Columbus and his sailors brought tobacco seeds back to Europe, where the plant spread rapidly. Within a century, tobacco had become a prized commodity across the known world.
Cuba's Rise as the World's Tobacco Capital
While tobacco was grown across the Americas, Cuba's particular combination of climate, soil, and expertise made its leaf exceptional. The Vuelta Abajo region in the Pinar del Río province became — and remains — one of the most celebrated tobacco-growing areas on earth. The region's red, loamy soil, warm temperatures, and reliable rainfall create conditions that produce wrapper leaves of unparalleled quality: fine, oily, silky, and rich with complex flavor compounds.
By the 18th and 19th centuries, Cuba had established itself as the undisputed leader of premium cigar production. Havana became synonymous with the finest cigars money could buy, and the term Habanos — cigars from Havana — became a mark of the highest prestige.
The Golden Age of Cuban Cigars
The late 19th and early 20th centuries represented the golden age of Cuban cigar culture. The great Havana factories — many of which still operate today under state ownership — employed thousands of torcedores (cigar rollers) who worked to extraordinary standards. A lector (reader) was often employed to read aloud to the rollers — novels, newspapers, political tracts — while they worked. This tradition gave birth to some of the most famous cigar brand names in history, including Romeo y Julieta and Montecristo (named after the Alexandre Dumas novel read aloud in factories).
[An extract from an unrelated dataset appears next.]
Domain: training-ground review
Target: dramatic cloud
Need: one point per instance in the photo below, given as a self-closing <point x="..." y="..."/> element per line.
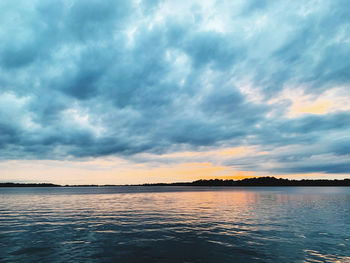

During this era, Cuban cigars were the indulgence of royalty, presidents, and captains of industry. Winston Churchill's love of Cuban cigars was so well known that the famously large Churchill vitola (cigar size) was named in his honor.
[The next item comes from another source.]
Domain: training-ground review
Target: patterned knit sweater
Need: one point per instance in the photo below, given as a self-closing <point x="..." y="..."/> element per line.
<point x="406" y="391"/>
The Cuban Revolution and the U.S. Embargo
Everything changed in 1959. Fidel Castro's revolution led to the nationalization of Cuba's cigar industry, consolidating all production under the state-run Habanos S.A. In 1962, the United States imposed a trade embargo on Cuba, effectively banning the importation of Cuban cigars into the American market.
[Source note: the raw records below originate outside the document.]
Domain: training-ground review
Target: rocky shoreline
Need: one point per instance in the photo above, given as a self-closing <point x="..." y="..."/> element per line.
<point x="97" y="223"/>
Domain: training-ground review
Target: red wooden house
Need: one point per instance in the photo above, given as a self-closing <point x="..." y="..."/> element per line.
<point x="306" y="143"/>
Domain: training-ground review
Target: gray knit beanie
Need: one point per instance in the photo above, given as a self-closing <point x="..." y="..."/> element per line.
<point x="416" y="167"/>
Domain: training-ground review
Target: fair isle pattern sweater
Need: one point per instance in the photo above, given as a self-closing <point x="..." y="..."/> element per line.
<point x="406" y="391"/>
The irony — noted frequently — is that President Kennedy, who signed the embargo, reportedly sent an aide to purchase several hundred Cuban cigars the night before it took effect.
The embargo had profound and lasting consequences. Many of Cuba's most talented cigar makers and tobacco families fled the island, taking their knowledge and seeds to other countries. They established operations in Nicaragua, Honduras, the Dominican Republic, and the Canary Islands — planting the seeds of what would become a global premium cigar renaissance.
The Great Cigar Boom of the 1990s
In the early 1990s, premium cigars experienced an extraordinary surge in popularity — particularly in the United States. Fueled by a booming economy, celebrity culture, and influential cigar magazines, cigar smoking became fashionable again. Demand far outstripped supply, and waiting lists for premium brands stretched months long. This period — known in the industry as the Cigar Boom — brought a wave of new producers, new regions, and new consumers into the world of premium cigars.
Cuban Cigars Today
Cuban cigars retain an almost mythological status in cigar culture. The Havana brands — Cohiba, Montecristo, Romeo y Julieta, Partagás, H. Upmann — are recognized worldwide. However, the conversation about whether Cuban cigars are definitively "the best" has grown far more nuanced. Quality control issues in the 1990s and 2000s, combined with the extraordinary rise of Nicaraguan, Dominican, and Honduran production, means that today's finest non-Cuban cigars are genuinely competitive — and in some categories, superior.
For American smokers, Cuban cigars remain legally unavailable for commercial import, making them both a curiosity and a symbol of forbidden luxury.
A Legacy That Endures
Whatever one's view on the modern quality debate, the cultural legacy of Cuban cigars is undeniable. They shaped the language, rituals, aesthetics, and very identity of the premium cigar world. Every great cigar made today — wherever it originates — exists in dialogue with the Cuban tradition. That is perhaps the truest measure of their enduring greatness.